From isolated outback mining towns to Queensland’s surf beach holiday spots, Australia’s parish communities are listening to the Spirit and preparing for Christmas.
As the Inland Mission’s parish priest for the past four years, Fr Brian Mathews is looking forward to celebrating the last ever Christmas Mass in the local pub of the soon-to-be-closed mining town of Mintabie, more than 1100km northwest of Adelaide.
The Inland Mission is a vast parish roughly the size of the state of Texas or about the same size as France and Spain combined. It includes the towns of Coober Pedy, Mintabie, Uluru, Marla, Oodnadatta, William Creek, Innamincka, Anangu Pitjantjatjara Yankunytjatjara (APY) Lands and Marree and, when Fr Mathews travels that way, Birdsville.
Whether it is watching Uluru after a rainstorm or experiencing a desert sunset, Fr Mathews happily attends to the spiritual needs of his far-flung flock of around 200 parishioners who call the isolated mining towns and outback stations home.
“On the Friday before Christmas, I will drive to Mintabie for Christmas Mass with the people there, a small opal mining town, which the South Australian Government is closing down, so this will be their last Christmas Mass in the local pub!” Fr Mathews said from his base in Coober Pedy.

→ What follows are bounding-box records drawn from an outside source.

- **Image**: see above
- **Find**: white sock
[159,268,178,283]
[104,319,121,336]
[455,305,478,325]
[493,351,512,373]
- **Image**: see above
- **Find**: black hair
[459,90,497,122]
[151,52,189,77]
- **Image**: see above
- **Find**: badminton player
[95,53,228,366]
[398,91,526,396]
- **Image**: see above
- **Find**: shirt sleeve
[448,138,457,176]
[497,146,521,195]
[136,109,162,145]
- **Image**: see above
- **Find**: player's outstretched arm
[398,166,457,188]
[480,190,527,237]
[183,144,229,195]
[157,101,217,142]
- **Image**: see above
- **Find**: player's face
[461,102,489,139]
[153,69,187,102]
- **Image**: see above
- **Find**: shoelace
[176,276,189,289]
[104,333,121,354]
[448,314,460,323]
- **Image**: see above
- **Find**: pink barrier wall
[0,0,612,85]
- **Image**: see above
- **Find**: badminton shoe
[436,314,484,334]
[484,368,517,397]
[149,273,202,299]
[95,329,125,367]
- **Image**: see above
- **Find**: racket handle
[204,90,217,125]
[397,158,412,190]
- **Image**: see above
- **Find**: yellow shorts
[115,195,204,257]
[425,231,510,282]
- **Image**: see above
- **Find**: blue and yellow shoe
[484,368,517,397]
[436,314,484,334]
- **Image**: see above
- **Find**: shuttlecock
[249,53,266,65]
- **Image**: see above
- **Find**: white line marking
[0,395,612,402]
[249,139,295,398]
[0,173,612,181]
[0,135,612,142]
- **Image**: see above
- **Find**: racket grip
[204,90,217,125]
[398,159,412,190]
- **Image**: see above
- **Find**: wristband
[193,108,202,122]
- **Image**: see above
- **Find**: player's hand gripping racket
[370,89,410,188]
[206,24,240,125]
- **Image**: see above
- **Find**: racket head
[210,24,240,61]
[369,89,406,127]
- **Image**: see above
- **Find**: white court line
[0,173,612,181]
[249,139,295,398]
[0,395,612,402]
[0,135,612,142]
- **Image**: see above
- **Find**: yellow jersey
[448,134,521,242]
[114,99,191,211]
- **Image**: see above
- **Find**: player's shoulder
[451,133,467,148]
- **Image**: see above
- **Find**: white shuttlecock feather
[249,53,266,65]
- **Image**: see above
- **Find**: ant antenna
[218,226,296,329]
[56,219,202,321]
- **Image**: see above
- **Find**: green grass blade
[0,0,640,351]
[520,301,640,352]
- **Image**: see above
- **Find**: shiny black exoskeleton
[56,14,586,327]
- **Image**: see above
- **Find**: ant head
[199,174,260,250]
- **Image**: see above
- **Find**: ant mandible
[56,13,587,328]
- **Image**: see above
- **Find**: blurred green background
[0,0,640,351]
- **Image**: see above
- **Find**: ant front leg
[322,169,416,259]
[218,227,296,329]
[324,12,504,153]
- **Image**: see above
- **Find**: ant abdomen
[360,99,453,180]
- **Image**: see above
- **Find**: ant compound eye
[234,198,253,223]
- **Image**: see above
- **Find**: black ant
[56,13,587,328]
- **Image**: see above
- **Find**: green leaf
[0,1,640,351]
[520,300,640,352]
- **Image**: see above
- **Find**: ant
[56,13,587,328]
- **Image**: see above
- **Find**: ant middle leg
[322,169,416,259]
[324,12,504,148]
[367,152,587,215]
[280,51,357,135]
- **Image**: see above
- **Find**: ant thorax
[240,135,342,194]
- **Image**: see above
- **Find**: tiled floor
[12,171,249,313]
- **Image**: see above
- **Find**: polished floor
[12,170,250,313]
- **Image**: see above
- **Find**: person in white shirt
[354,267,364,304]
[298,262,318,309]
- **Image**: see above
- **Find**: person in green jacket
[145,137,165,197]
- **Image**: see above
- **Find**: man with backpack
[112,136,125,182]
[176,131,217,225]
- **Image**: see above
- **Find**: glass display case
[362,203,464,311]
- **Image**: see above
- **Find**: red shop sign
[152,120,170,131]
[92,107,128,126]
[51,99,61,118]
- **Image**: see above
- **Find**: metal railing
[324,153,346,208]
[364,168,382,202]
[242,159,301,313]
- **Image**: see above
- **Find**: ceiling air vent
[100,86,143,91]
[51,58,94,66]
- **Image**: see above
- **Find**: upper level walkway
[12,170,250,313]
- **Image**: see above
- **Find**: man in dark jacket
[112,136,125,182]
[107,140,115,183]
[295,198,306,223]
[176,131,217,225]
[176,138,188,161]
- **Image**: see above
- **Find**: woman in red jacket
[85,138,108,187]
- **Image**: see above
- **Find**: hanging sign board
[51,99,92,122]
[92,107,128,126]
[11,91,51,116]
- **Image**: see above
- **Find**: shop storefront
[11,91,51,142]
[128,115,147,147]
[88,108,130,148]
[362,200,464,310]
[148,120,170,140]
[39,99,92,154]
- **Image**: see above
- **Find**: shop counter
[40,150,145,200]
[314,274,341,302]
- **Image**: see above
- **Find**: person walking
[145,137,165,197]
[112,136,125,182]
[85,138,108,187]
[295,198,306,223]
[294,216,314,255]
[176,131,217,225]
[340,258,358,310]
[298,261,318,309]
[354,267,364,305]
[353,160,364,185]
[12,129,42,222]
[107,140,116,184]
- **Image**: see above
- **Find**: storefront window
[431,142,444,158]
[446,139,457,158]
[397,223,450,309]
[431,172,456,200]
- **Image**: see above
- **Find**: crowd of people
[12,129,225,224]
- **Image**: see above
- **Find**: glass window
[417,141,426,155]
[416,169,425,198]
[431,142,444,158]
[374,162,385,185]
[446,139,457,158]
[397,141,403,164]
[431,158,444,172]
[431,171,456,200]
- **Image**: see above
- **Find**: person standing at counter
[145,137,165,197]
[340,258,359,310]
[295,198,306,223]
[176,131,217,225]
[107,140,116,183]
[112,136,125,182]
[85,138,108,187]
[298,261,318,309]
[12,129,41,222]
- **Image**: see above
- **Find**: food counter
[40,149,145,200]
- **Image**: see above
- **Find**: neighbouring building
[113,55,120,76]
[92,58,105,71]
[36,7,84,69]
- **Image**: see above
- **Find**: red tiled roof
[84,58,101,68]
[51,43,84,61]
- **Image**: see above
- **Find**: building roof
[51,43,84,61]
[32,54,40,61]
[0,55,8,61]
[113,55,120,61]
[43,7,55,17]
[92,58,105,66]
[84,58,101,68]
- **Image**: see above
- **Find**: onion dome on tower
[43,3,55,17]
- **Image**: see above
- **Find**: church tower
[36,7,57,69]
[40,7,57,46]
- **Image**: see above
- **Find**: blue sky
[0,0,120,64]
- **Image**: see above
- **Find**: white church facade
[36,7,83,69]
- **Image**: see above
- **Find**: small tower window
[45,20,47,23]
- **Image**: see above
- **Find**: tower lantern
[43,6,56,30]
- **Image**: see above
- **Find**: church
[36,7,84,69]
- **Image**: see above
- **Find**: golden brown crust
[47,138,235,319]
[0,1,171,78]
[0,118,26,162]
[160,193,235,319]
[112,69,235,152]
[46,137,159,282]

“I will then visit a station or two on the way home and it will be a round trip of 600km. Monday evening, Christmas Eve, we have Mass in the church (an underground church in Coober Pedy) for our families and children at 7.30 pm. Christmas morning Mass is at 10am before the day gets too hot.”
While many locals leave the inland area for cooler coastal areas at this time of year, Fr Mathews said a hardy group of parishioners and many children would stay and attend Mass.
“In my travels around the parish I have met so many wonderful people either locals or travellers just passing through,” he said.
“They have come to some of the most beautiful landscapes in our country, and the world, and at times Mother Nature puts on a spectacular show, especially after the rain.
“To be at Uluru when it rains is truly a spiritual experience. No wonder it is so important for the local Aboriginal people.
“The church at Coober Pedy is underground and is particularly beautiful; a most unique church. We get many visitors every year, about 10,000 to the church, from all over the world and they often comment on the beauty and peacefulness of the church.”
Fr Mathews joked it would be one of the few churches in Australia that is never locked.
“Life in the outback is harsh, but the bush people are wonderfully hospitable – especially the station people who have been very kind to me as I’ve travelled around to visit them,” he said.
“Opal miners never know if they will find opal or not. Some come and never find anything and leave with less than they came with. Others come and find millions.
“The people are very independent and resourceful; they have to be as there is often nothing or no one else here to assist them. East coast folk only come this way when something disastrous happens or they want something.”
Meanwhile, on the Gold Coast, Burleigh Parish pews are expected to once again be brimming as their already large Catholic population swells with sun- and surf-seeking holidaymakers.
“We have 52,000 Catholics in this parish – it’s the largest parish in Australia statistically for historical, lifestyle and all sort of reasons. We also have a lot of retirees who come from Melbourne and Sydney,” parish priest Fr Morgan Batt said.
“Usually we get 2000 to 3000 at Mass, and at Christmas Mass attendance can go up to 5000 or 6000.
“At the 6pm Vigil Mass last year we had 1500 people at one of our children’s Masses.”
Fr Batt said much preparation went on behind the scenes to ensure everyone felt welcome during the many Christmas Masses celebrated.
“Our parish spirituality at this time has to ‘people of the crib’. We have to be people of hospitality. We need to be people of the inn – there has to be room. We will get so many people crowding in and the feeling is just extraordinary,” he said.
“It’s amazing because it’s hot, it’s Christmas, it is humid and people come in Christmas festive dress and spirit and they just join in and it’s a real blessing.”
Fr Batt said the children’s Masses last year saw many kids come dressed in costume – angels, Santas, Batman, Spiderman and one child even came as a cow.
“The parishioners here are an extraordinary group of people who know what it’s like and just get on with the job. They know we’re going to have thousands and we might have to have 21 extraordinary ministers of communion.
“It’s great: Peace on earth and crazy in Church.”